In this issue, we summarize the detail of our FLOPs calculation.
Our FLOPS calculation is approximate value.
Because

Our calculation is mainly based on THOP, which is not an official PyTorch code. (but popular one)

From this issue and readme of THOP, THOP seems like to calculate MACs instead of FLOPs, thus we just use # MACs * 2 as # FLOPs.
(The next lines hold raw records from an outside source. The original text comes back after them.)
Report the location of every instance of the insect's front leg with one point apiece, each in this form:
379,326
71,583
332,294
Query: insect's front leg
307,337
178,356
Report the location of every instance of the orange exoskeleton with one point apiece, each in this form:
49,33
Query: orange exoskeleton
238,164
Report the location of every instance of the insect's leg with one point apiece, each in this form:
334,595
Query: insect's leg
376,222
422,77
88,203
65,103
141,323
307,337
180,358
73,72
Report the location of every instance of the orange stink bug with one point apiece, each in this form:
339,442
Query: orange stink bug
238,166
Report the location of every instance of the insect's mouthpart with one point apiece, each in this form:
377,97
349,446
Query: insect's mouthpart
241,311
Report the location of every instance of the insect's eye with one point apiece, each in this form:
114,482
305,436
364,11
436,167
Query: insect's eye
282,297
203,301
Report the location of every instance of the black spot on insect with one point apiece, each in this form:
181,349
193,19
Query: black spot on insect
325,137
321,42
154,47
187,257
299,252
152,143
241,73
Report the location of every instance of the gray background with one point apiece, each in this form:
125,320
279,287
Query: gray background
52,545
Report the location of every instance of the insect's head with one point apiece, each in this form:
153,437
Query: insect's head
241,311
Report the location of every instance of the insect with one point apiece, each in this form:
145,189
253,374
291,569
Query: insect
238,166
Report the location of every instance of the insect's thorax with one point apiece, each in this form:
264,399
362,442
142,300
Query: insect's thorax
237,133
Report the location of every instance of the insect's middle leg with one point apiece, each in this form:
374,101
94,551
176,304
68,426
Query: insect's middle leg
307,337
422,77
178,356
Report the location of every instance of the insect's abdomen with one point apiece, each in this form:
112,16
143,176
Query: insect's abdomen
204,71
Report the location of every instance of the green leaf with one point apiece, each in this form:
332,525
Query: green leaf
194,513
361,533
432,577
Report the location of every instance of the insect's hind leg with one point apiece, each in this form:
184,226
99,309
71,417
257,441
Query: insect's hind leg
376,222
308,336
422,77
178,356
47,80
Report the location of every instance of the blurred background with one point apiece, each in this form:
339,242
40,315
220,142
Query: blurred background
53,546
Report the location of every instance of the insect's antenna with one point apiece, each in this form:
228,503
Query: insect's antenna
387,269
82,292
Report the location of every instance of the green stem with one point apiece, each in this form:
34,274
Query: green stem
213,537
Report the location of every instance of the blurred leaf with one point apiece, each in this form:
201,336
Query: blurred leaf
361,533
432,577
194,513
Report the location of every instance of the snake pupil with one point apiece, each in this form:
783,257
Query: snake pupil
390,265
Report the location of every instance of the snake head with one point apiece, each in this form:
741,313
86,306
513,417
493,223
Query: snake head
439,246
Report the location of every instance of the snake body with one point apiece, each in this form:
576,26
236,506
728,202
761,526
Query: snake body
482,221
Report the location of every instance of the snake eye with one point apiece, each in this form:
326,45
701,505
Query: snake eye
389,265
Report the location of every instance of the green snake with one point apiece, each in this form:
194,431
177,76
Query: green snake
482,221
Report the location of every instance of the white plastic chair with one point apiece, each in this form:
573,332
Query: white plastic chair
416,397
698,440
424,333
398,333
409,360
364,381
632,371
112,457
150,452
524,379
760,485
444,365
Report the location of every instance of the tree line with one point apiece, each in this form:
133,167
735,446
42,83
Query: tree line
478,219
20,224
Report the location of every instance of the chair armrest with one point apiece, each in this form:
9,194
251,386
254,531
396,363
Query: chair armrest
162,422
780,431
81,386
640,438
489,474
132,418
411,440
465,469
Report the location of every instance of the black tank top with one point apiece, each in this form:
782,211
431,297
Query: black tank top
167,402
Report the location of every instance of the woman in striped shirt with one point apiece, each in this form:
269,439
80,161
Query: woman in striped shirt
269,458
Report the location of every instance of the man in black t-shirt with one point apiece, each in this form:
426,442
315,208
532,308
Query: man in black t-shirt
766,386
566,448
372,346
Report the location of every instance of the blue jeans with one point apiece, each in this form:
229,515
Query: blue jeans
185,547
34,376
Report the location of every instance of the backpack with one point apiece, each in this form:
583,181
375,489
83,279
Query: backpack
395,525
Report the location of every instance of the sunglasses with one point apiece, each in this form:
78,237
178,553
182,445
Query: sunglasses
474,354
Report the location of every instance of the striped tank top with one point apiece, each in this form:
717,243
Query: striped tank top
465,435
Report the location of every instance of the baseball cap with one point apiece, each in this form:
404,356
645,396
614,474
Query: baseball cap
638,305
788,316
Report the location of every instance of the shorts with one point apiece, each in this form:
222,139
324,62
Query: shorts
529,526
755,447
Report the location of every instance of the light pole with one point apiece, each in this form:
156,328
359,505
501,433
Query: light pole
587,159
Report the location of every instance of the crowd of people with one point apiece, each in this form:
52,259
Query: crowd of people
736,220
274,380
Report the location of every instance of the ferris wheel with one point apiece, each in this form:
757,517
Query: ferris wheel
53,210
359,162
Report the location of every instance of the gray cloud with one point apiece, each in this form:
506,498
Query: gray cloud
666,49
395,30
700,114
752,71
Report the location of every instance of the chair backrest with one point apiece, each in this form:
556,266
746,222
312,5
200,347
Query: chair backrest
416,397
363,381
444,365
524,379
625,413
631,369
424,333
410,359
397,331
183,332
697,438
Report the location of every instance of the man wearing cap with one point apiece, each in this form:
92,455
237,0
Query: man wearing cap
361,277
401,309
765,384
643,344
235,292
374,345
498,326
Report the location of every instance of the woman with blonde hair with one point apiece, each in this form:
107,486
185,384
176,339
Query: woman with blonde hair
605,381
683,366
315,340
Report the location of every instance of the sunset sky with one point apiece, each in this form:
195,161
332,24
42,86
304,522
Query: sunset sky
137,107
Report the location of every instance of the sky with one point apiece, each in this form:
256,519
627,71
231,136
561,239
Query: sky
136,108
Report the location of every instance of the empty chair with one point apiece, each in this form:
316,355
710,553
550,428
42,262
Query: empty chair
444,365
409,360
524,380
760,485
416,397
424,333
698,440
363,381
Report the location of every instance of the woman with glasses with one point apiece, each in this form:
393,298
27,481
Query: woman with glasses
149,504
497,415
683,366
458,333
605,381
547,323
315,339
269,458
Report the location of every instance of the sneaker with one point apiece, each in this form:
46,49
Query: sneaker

We have some irregular modules, which are not in THOP: GridGenerator and LSTM/LSTMCell.
Thus, we calculate FLOPs of GridGenerator module by this code.
def count_GridGenerator(m):
# size
num_fiducial_point = 20
image_width = 32
image_height = 100
# count calculation # https://arxiv.org/pdf/1904.01906.pdf
# we count euclidian distance (d_ij) as 3 MACs, since euclidian distance (d_ij) is root(square(c_i  c_j))
R = num_fiducial_point * num_fiducial_point * 3 * 3 # 3600, 20x20 (size of R), 3 = square, *, ln, 3 = d_ij
# we count matrix inversion as N^3 MACs
inv_delta_C = (num_fiducial_point + 3) ** 3 # 12167
T = (num_fiducial_point + 3) * (num_fiducial_point + 3) * 2 # 1058
P = image_width * image_height * (num_fiducial_point + 3) * 2 # 147200
total_ops = R + inv_delta_C + T + P # 164025, about 0.164M MACs
m.total_ops += torch.Tensor([int(total_ops)])
and calculate FLOPs of LSTM by this code.
def count_LSTM(m, x, y):
# size
input_size = x[0].size(1)
hidden_state_size = y[0].size(1) # = output_size
cell_state_size = y[0].size(1) # = output_size
# count calculation https://pytorch.org/docs/stable/nn.html#torch.nn.LSTM
# count sigmoid/tanh activation function as 0 MACs
# 3*hidden_state_size = count addition operation.
input_gate = input_size * hidden_state_size + hidden_state_size * hidden_state_size \
+ 3 * hidden_state_size
forget_gate = input_size * hidden_state_size + hidden_state_size * hidden_state_size \
+ 3 * hidden_state_size
cell_gate = input_size * hidden_state_size + hidden_state_size * hidden_state_size \
+ 3 * hidden_state_size
output_gate = input_size * hidden_state_size + hidden_state_size * hidden_state_size \
+ 3 * hidden_state_size
update_cell_state = hidden_state_size + hidden_state_size + hidden_state_size
update_hidden_state = hidden_state_size
total_ops = input_gate + forget_gate + cell_gate + output_gate + update_cell_state + update_hidden_state
time_step = x[0].size(2)
m.total_ops += torch.Tensor([int(total_ops)]) * time_step
We attached our modified profile code of THOP and we simply use the below code to calculate FLOPs.
import torch
import model
from thop import profile
device = torch.device('cuda' if torch.cuda.is_available() else 'cpu')
input = torch.randn(1, 1, 32, 100).to(device)
text_for_pred = torch.LongTensor(1, opt.batch_max_length + 1).fill_(0).to(device)
model_ = model.Model(opt).to(device)
MACs, params = profile(model_, inputs=(input, text_for_pred, ))
flops = 2 * MACs # approximate FLOPs
If you found some issues, please let us know.
Best.
According in your paper is it the number of Floating point operations (FLOPs ) not the Floating point operations per second (FLOPS) ?
You are right. It is FLOPs rather than FLOPS.
That was my mistake.
Thank you for the comment :)